Le début du contentieux opposant les victimes au FIVA était marqué par la liberté des juges du fond qui ne se considéraient pas tenus du barème proposé par le Fonds et avaient l’habitude, par faveur pour les victimes, de calculer l’indemnisation en doublant le montant de la rente annuelle du barème ainsi que les arriérés de rente (v. sur ce point, F. Arhab, obs ss Civ. 2e, 13 sept. 2007, n° 06-20.530, Dalloz actualité, 9 oct. 2007, obs. S. G. Bruguière-Fontenille ; RDSS 2008. 189, obs. F. Arhab

, qui relève « la tendance de certaines juridictions du fond à remettre en cause les offres du Fonds d’indemnisation des victimes de l’amiante pour les majorer et la liberté laissée aux juges du fond dans l’appréciation du montant de l’indemnisation du dommage »).

Toutefois, tenant compte des arrêts de la Cour de cassation rendus en 2009 à propos de l’imputation des rentes d’accident du travail poste par poste, la cour d’appel de Douai, après avoir été censurée, fit tout à coup preuve d’une grande sévérité dans l’application du barème pour les affaires desquelles elle était saisie pour la première fois.

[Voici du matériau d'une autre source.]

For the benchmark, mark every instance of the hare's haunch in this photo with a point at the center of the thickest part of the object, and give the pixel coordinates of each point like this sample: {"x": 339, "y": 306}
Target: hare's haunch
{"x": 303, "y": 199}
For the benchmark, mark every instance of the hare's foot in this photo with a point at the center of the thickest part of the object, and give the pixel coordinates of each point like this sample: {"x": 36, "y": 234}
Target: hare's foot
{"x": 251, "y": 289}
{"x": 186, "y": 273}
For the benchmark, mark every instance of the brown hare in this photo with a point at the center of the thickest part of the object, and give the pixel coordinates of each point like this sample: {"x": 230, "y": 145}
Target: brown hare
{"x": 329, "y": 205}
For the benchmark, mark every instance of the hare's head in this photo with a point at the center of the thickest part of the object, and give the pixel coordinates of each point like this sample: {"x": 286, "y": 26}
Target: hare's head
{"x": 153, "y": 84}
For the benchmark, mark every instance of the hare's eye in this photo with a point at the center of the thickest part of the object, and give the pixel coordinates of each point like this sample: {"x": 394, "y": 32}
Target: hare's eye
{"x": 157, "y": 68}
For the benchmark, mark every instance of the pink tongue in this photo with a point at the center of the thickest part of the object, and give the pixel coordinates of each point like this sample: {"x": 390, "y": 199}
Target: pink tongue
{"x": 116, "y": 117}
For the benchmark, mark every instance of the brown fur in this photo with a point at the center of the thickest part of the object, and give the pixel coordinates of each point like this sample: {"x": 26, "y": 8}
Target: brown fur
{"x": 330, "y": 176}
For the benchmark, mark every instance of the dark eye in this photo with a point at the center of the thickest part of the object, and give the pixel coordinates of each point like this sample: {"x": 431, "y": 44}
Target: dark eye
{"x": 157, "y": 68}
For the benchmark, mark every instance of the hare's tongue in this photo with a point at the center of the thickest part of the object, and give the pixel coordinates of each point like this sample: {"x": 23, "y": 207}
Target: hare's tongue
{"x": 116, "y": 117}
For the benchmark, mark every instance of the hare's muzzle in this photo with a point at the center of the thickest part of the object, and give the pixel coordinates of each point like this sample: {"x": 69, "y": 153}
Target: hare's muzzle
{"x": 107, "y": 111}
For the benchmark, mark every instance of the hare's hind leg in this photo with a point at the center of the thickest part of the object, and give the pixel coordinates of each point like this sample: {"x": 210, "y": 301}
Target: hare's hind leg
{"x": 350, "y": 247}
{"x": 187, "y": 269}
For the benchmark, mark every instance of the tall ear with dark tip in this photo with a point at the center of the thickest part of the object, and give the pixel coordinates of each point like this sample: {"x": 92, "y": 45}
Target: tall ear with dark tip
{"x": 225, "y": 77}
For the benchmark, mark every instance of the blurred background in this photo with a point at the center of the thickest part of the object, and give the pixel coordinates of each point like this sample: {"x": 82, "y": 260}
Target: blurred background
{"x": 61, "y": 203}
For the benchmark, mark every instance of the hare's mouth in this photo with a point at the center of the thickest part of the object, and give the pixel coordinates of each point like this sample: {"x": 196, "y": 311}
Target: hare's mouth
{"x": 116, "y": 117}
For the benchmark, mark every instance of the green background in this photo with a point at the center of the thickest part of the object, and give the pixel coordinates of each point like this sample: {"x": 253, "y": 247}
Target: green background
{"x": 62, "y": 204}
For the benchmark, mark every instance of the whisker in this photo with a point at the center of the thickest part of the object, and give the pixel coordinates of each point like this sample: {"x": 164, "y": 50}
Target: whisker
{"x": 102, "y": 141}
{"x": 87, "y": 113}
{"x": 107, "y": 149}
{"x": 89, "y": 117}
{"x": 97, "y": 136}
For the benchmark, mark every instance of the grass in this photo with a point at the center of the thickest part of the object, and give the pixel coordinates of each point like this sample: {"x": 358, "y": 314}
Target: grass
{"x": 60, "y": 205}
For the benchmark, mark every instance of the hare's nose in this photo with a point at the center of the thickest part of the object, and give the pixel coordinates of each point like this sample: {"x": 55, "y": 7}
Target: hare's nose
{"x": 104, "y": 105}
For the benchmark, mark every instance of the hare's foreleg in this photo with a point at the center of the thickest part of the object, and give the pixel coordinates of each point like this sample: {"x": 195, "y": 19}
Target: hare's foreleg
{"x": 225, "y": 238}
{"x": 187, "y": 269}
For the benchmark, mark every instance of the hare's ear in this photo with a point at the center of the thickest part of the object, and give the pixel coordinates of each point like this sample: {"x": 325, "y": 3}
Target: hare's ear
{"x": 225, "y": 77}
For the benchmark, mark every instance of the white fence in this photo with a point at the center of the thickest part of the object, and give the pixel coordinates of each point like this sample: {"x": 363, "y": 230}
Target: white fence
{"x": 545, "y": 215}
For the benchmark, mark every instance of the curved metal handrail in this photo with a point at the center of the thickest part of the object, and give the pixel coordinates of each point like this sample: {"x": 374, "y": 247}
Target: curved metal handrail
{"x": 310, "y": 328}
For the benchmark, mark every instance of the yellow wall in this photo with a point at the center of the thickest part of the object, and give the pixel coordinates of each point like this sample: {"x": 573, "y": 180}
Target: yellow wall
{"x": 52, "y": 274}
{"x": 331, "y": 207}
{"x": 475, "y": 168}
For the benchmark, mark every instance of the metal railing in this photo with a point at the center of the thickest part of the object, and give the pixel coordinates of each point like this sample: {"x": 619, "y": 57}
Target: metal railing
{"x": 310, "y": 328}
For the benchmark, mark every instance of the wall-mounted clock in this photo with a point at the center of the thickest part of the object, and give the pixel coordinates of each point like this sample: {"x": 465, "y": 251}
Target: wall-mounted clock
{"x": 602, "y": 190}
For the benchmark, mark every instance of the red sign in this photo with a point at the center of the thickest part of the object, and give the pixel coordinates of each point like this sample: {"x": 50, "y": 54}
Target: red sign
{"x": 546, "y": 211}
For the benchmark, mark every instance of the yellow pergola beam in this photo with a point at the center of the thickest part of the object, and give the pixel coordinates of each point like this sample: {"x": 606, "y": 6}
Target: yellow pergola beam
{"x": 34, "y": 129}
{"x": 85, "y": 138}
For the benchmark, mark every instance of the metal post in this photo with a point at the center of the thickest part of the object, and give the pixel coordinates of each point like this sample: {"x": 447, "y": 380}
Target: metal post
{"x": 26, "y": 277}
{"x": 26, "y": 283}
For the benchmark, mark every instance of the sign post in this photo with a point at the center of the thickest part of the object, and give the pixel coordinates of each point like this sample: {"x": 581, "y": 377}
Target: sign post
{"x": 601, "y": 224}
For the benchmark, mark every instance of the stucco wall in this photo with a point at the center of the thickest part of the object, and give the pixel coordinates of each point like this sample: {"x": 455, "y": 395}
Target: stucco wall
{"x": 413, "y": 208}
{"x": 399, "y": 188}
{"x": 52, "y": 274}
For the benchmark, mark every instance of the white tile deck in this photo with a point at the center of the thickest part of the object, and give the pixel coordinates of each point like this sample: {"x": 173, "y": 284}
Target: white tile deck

Dans une série de décisions, elle procéda à l’imputation des rentes en appliquant le barème proposé par le FIVA « purement et simplement » (H. Groutel, Les lendemains qui déchantent, RCA 2011. Repère 11), ce qui eut pour conséquence d’obliger les victimes indemnisées à la fois par la caisse de sécurité sociale et le FIVA pour le déficit fonctionnel permanent, à rembourser au Fonds le trop-perçu (v. par ex. Douai, 27 oct. 2011, n° 11/01532, H. Groutel, art. préc.).

Il y avait entre les victimes jugées avant 2011 et celles jugées après une importante différence de traitement puisque, pour les dernières, le capital, réduit de moitié par l’application du barème fixé par le FIVA – alors qu’auparavant la cour d’appel le doublait –, subissait une seconde réduction par l’imputation de la rente versée par la caisse sur cette somme versée par le Fonds.

Qualifiée de « juridiquement imparable » mais « humainement, lamentable » (H. Groutel, Les surlendemains qui chantent, RCA 2012. Repère 7), cette solution et ses conséquences étaient attribuées au législateur, « fautif » (H. Groutel, Les lendemains qui déchantent, RCA 2011. Repère 11) de ne pas avoir précisé dans la loi du 21 décembre 2006 sur le recours des tiers payeurs, la façon dont devait s’opérer l’imputation de la rente versée par la caisse et de l’avoir ainsi « bâclée » (H. Groutel, préc.). C’est à la suite de ces solutions humainement difficiles pour les victimes de l’amiante que celui-ci est intervenu par le biais de la loi de finances pour 2016 (L. n° 2015-1785, 29 déc. 2015, JO 29 déc., texte n° 1) entrée en vigueur le 1er janvier 2016 dont l’objectif était de rectifier la situation.

Dans l’arrêt du 12 décembre 2019, la Cour de cassation se prononce pour la première fois sur l’article 171. Elle en fait une application stricte et littérale. Le texte pose des conditions, qui, en l’espèce, sont toutes réunies. Par le premier arrêt de cassation partielle du 18 février 2010, à raison de la non-réduction des prestations versées par les organismes de sécurité sociale au titre de l’indemnisation d’un même préjudice, la victime a bien été reconnue débiteur du FIVA par décision juridictionnelle irrévocable. L’arrêt ayant été rendu entre le 1er mars 2009 et le 1er mars 2014, la victime a bien acquis, de façon définitive, la somme dont elle était redevable au Fonds. Puisque ce dernier s’est lui-même payé en réduisant le montant de l’indemnisation qu’il lui devait au titre de l’aggravation de ses préjudices, celle-ci est autorisée à récupérer la somme déduite au titre de la répétition de l’indu.

Par la reconnaissance de l’effet rétroactif de l’article 171, la Cour de cassation tente de réparer les conséquences, jugées désastreuses pour les victimes de l’amiante, du silence initial du législateur et de la rigueur avec laquelle la cour d’appel de Douai a interprété les arrêts rendus par la deuxième chambre civile en 2009. Pour cela, la solution mérite d’être approuvée.